Due città sperdute nella più anonima provincia sovietica degli anni Venti: Kolokolamsk e Pišcheslav. La prima «proprio sul confine tra la Repubblica socialista federativa sovietica russa e quella socialista sovietica ucraina e pertanto non riportata su nessuna delle carte di queste due repubbliche amiche e alleate»; e la seconda fiera del suo monumento al celebre botanico Timirjazev, che nella raffigurazione equestre brandisce una barbabietola al posto della sciabola.

Sono queste le ambientazioni di due opere dei «fratelli Goncourt» russi, Il’ja Il’f e Evgenij Petrov, classici della letteratura di Odessa, e autori di Le incredibili vicende della città di Kolokolamsk e altre storie, presentato insieme al racconto «Senza macchia» oggi per la prima volta in italiano dall’editore Spider&Fish (traduzione di Caterina Garzonio, pp. 153, € 14,00).

Datati entrambi alla fine degli anni venti, i due testi videro la luce su riviste moscovite, la prima sul giornale satirico «Chudak» (Lo stravagante), la seconda sul più noto «Ogonëk»(Focherello) di M. Kol’cov, e grazie al loro carattere irrispettoso e mordace non furono ripubblicate fino agli anni sessanta. Mentre la grande svolta staliniana chiamava la letteratura a farsi megafono della propaganda ufficiale, i fratelli Petrov sceglievano l’impervio cammino della satira portandola ai limiti della farsa, dell’antimondo carnevalesco se non addirittura del nonsense grottesco.

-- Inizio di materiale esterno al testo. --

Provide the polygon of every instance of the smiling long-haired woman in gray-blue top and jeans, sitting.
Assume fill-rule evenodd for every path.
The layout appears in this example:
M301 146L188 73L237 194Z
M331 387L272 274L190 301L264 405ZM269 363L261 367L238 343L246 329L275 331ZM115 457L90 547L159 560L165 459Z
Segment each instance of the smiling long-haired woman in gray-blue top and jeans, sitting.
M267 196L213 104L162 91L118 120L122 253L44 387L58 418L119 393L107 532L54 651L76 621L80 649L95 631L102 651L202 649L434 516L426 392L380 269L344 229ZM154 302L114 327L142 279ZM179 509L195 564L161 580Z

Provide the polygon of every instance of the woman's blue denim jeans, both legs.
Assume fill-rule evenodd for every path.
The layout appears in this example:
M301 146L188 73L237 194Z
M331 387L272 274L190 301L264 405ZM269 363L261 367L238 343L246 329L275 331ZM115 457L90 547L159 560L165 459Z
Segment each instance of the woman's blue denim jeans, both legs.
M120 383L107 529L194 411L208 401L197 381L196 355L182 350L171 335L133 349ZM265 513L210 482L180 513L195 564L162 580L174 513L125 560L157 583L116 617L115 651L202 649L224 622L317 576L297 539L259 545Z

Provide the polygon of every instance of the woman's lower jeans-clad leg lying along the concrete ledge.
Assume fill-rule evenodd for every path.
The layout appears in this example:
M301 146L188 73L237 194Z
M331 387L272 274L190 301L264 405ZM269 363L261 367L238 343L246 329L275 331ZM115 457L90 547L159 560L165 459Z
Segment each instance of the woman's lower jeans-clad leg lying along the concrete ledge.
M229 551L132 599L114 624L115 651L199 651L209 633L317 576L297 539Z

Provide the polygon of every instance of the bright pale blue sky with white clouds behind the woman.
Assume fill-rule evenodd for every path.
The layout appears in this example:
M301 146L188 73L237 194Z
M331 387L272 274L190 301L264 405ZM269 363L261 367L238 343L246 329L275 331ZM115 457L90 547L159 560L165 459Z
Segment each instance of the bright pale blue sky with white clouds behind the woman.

Le vicende di Kolokolamsk si sviluppano in una serie di brevi racconti tra il surreale e l’aneddotico che si costruiscono su improbabili fantasie. A un certo punto, per esempio, le avvisaglie di un temporale portano alla costruzione di una nuova arca in attesa del diluvio universale; in un altro passaggio i racconti di un produttore di lucido per le scarpe, ossessionato nei sogni notturni dalle visite di membri del partito, diventano oggetto di discussione e timore per l’intera comunità; altrove, un proletario doc vende la sua genealogia di classe per una zuppa calda e un bicchierino di vodka.

È evidente che dietro le assurde fantasie escogitate dai due scrittori si nascondono chiari riferimenti alla vita concreta della nascente società sovietica tra burocratismo, arrivismo, corruzione e stupido conformismo. Il secondo testo, «Senza macchia», che fa riferimento al romanzo L’uomo invisibile di H.G. Wells, si concentra sulle disavventure di un uomo che avendo utilizzato l’improbabile invenzione di un bislacco genio locale, una saponetta contro le lentiggini, diviene invisibile. Il racconto si sviluppa in continue trovate e colpi di scena che mettono a nudo la stupida arretratezza, la meschinità, la bramosia, l’indolenza e l’ipocrisia di tutta la cittadinanza fino a un rocambolesco epilogo.

Entrambi i testi arricchiscono la loro espressività comica e trasgressiva grazie al montaggio dei vari spezzoni narrativi e grazie alla lingua, colloquiale, fortemente parodistica e altamente allusiva. Un ruolo fondamentale è svolto dai nomi propri dei personaggi, dalla toponomastica, in generale dall’uso comico delle sigle di organizzazioni, delle denominazioni di istituzioni, prodotti e locali pubblici. La lettura provoca un sorriso bonario su un mondo non così improbabile, i cui aspetti di ferinità cupa e caotica trovarono fosche descrizioni nell’Anno nudo di Pil’njak e nel Platonov di Chevengur.